Due persone sono state salvate, recuperate dall’acqua dopo il crollo, ha detto ancora Wallace, precisando che per una delle due è stato necessario il trasferimento in ospedale.

Il ponte Francis Scott Key è stato colpito da “una grande imbarcazione” ed è crollato nel fiume Patapsco. Secondo i vigili del fuoco, si tratta di un ‘mass casualty event’, un incidente con molte vittime. A provocare il crollo è stata una nave portacontainer – la Dali battente bandiera di Singapore – che ha preso fuoco ed è affondata. Secondo i siti di monitoraggio del traffico marittimo, la nave, salpata poco prima dell’una di notte ora locale, le sei del mattino in Italia, era diretta a Colombo, nello Sri Lanka.

Escluso che il crollo del ponte di Baltimora possa essere collegato ad un atto terroristico. “Non ci sono indicazioni che sia stato un atto intenzionale e stiamo valutando l’impatto sul porto di Baltimora”, ha detto segretario alla Sicurezza Interna, Alejandro Mayorkas.

Il possibile bilancio delle vittime: caduti nel fiume in 20

Si ritiene siano circa 20 le persone, tutti operai, cadute nel fiume Patapsco dopo il crollo, riferisce la Bbc, che cita il responsabile delle comunicazioni dei Vigili del Fuoco di Baltimora, Kevin Cartwright, secondo il quale “l’intero ponte è crollato nel fiume Patapsco, abbiamo ragione di credere che ci fossero veicoli e possibilmente un autoarticolato” al momento dell’urto. “Purtroppo sappiamo che fino a 20 persone potrebbero essere cadute nel fiume Patapsco così come molti veicoli”, ha detto poi alla Cnn, confermando inoltre che sul ponte al momento del crollo c’era probabilmente un mezzo “delle dimensioni di un autoarticolato”. Al lavoro, a temperature sotto lo zero, ci sono anche Guardia Costiera e un team di sommozzatori dopo l’incidente avvenuto nel cuore della notte, con una visibilità ridotta per i soccorsi.Sarebbero almeno sette i mezzi finiti in acqua, spiegano ancora i vigili.
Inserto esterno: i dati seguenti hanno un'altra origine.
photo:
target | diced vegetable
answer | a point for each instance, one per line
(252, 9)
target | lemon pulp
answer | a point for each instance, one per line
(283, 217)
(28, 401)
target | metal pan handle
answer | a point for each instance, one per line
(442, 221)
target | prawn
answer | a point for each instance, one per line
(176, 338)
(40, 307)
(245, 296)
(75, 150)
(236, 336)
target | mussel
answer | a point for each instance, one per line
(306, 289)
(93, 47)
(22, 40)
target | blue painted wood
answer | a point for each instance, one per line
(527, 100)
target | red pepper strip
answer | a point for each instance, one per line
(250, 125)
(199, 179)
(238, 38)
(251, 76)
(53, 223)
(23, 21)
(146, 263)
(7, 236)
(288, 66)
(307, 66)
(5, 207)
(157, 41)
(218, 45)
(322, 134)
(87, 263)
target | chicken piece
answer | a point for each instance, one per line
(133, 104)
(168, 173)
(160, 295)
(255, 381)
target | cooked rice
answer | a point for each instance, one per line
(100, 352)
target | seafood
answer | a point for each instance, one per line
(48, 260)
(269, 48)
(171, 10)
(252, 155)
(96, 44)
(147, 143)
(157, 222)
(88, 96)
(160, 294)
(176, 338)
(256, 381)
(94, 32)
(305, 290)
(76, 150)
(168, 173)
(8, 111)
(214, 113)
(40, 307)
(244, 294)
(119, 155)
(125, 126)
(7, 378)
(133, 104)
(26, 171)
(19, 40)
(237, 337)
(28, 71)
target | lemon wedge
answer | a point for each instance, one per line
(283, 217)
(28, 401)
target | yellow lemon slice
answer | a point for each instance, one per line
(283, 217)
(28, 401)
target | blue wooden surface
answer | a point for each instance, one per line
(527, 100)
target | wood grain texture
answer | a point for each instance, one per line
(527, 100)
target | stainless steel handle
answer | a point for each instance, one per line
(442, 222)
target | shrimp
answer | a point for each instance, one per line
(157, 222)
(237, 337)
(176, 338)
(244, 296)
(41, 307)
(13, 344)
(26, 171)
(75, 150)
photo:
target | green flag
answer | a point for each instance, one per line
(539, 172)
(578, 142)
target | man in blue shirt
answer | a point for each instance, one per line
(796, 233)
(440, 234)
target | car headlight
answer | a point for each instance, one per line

Il segretario ai Trasporti del Maryland, Paul Wiedefeld, ha poi confermato che al momento del crollo sulla struttura vi erano operai che “stavano facendo delle riparazioni al rivestimento di cemento del ponte”. “Sappiamo che vi erano degli individui sul ponte al momento del crollo, operai che lavoravano per noi”, ha detto in una conferenza stampa senza specificare quanti veicoli siano stati coinvolti. Inoltre Wiedefeld ha spiegato che l’Autorità portuale ha istituito una struttura per accogliere i familiari delle persone che si ritiene fossero sul ponte al momento del crollo.

“All’1.35 del mattino la polizia di Baltimora è stata informata del crollo parziale del ponte, con la possibile caduta di operai in acqua”, la prima nota diffusa dal Dipartimento di polizia. Il ponte, lungo circa 2,6 km e realizzato in acciaio, fa parte dell’Interstatale 695 ed è una delle principali arterie del traffico della città.